Annie Wood Besant on the Yoga of Action
I’ve been reading Intro to Yoga by Annie Wood Besant, which consists of four lectures she gave in December 1907, “intended to give an outline of Yoga, in order to prepare the student to take up, for practical purposes, the Yoga sutras of Patanjali, the chief treatise on Yoga.”
I like what she has to say here and am sharing it with you:
“The world is meant for the unfolding of the Self: why should you then seek to run away from it? Look at Shri Krishna Himself in that great Upanishad of yoga, the Bhagavad-Gita. He spoke it out on a battle-field, and not on a mountain peak. He spoke it to a Kshattriya ready to fight, and not to a Brahmana quietly retired from the world. The Kurukshetra of the world is the field of Yoga.

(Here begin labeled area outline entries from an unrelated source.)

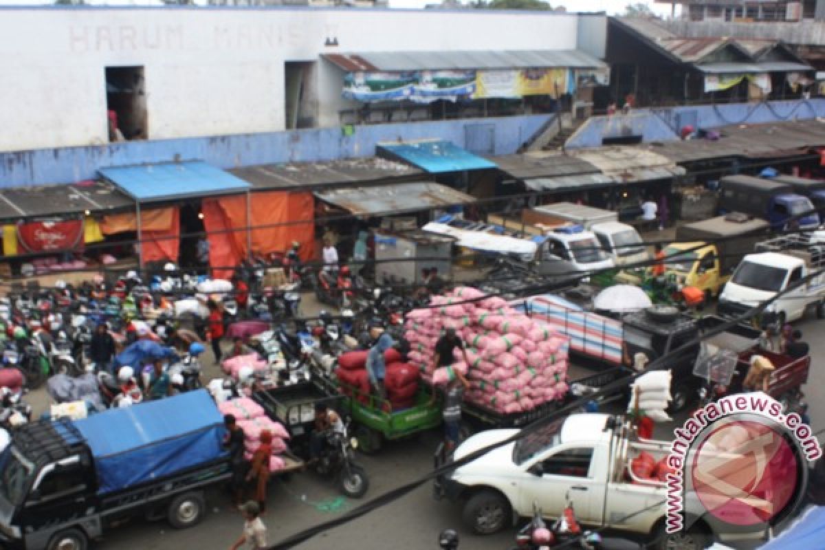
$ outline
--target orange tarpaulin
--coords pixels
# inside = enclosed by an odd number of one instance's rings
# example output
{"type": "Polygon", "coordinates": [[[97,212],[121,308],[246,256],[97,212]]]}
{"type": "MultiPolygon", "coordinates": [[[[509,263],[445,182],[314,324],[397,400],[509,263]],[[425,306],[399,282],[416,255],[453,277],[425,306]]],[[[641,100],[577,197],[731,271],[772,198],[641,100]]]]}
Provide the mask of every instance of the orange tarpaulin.
{"type": "MultiPolygon", "coordinates": [[[[177,208],[156,208],[140,213],[141,231],[168,231],[178,223],[177,208]]],[[[112,235],[124,231],[137,231],[138,217],[132,212],[112,214],[103,216],[100,223],[104,235],[112,235]]]]}
{"type": "Polygon", "coordinates": [[[171,209],[172,223],[166,229],[144,230],[141,228],[144,261],[177,261],[181,248],[181,211],[177,207],[171,209]]]}
{"type": "MultiPolygon", "coordinates": [[[[252,250],[257,254],[285,251],[292,241],[301,243],[301,257],[310,260],[314,255],[314,199],[312,193],[264,191],[250,198],[252,219],[247,221],[247,198],[233,195],[203,201],[204,225],[209,233],[210,265],[232,267],[240,263],[247,253],[248,224],[252,250]],[[303,222],[295,223],[295,222],[303,222]],[[226,229],[238,229],[230,233],[226,229]]],[[[230,275],[221,270],[215,277],[230,275]]]]}

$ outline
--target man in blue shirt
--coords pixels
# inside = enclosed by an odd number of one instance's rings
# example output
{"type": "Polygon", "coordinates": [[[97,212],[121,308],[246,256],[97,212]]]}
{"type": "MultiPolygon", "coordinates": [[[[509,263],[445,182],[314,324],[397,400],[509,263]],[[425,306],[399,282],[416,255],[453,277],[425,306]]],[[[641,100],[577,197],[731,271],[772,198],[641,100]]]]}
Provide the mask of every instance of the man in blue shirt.
{"type": "Polygon", "coordinates": [[[381,397],[385,397],[384,376],[386,373],[386,364],[384,362],[384,352],[393,347],[394,342],[384,331],[381,323],[377,322],[370,325],[370,337],[372,338],[373,345],[366,357],[366,371],[370,374],[370,383],[375,388],[375,392],[381,397]]]}

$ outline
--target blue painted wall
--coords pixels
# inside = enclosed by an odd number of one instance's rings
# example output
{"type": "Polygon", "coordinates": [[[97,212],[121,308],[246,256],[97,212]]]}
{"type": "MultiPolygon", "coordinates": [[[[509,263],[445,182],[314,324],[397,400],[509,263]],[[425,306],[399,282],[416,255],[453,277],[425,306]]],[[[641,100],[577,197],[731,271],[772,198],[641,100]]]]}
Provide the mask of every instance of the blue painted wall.
{"type": "Polygon", "coordinates": [[[679,139],[679,129],[686,125],[696,129],[708,129],[728,125],[809,120],[820,116],[825,116],[825,98],[634,109],[626,115],[592,117],[570,136],[566,147],[599,147],[603,139],[622,135],[641,135],[645,143],[673,141],[679,139]]]}
{"type": "Polygon", "coordinates": [[[221,168],[286,162],[371,157],[383,141],[438,139],[484,155],[516,152],[549,121],[549,115],[356,126],[270,134],[133,141],[0,153],[0,187],[71,183],[100,167],[174,160],[204,160],[221,168]]]}

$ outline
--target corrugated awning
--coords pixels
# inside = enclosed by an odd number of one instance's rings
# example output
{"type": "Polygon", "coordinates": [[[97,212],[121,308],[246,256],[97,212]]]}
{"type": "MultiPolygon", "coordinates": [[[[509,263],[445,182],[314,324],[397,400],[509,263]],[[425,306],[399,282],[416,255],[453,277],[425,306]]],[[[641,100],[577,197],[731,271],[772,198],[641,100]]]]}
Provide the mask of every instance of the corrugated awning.
{"type": "Polygon", "coordinates": [[[440,183],[398,183],[316,191],[315,196],[354,214],[393,214],[457,204],[475,199],[440,183]]]}
{"type": "Polygon", "coordinates": [[[249,184],[201,161],[101,168],[101,175],[141,203],[241,193],[249,184]]]}
{"type": "Polygon", "coordinates": [[[767,73],[807,73],[814,70],[807,63],[793,61],[762,61],[758,64],[760,68],[767,73]]]}
{"type": "Polygon", "coordinates": [[[607,65],[578,49],[362,52],[325,54],[347,73],[447,69],[603,68],[607,65]]]}
{"type": "Polygon", "coordinates": [[[0,220],[78,214],[131,207],[134,203],[102,181],[0,190],[0,220]]]}
{"type": "Polygon", "coordinates": [[[694,65],[707,74],[758,74],[766,69],[752,63],[710,63],[694,65]]]}
{"type": "Polygon", "coordinates": [[[449,141],[379,143],[375,152],[380,157],[408,162],[431,174],[497,167],[495,162],[474,155],[449,141]]]}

They who cannot face the world have not the strength to face the difficulties of Yoga practice. If the outer world out-wearies your powers, how do you expect to conquer the difficulties of the inner life? If you cannot climb over the little troubles of the world, how can you hope to climb over the difficulties that a yogi has to scale? Those men blunder, who think that running away from the world is the road to victory, and that peace can be found only in certain localities.”
If you’re unfamiliar with the Bhagavad Gita, it is an old story (aren’t them all :)) of a warrior named Arjuna and his struggle with a TPS report… eh, no, I mean, with a war he’s called to fight. The whole thing is a conversation between him and a guy/god named Krishna, whose blue skin might have inspired James Cameron’s Na’vi people in the movie Avatar.
The Bhagavad Gita is also a book that profoundly influenced Gandhi. You can read more about it on Wikipedia. Or, you can remember how my friend Mehal summarized it: Krishna told Arjuna, “suck it up.”
I like what Annie Besant said in her lecture, and I like that Ghandhi said that whether Lord Krishna is God, in whatever definition of god, is not the point. The point is yoga is about applying the teachings in the world and in our daily lives. I forget this teaching often, and I greatly appreciate it when I’m reminded of it.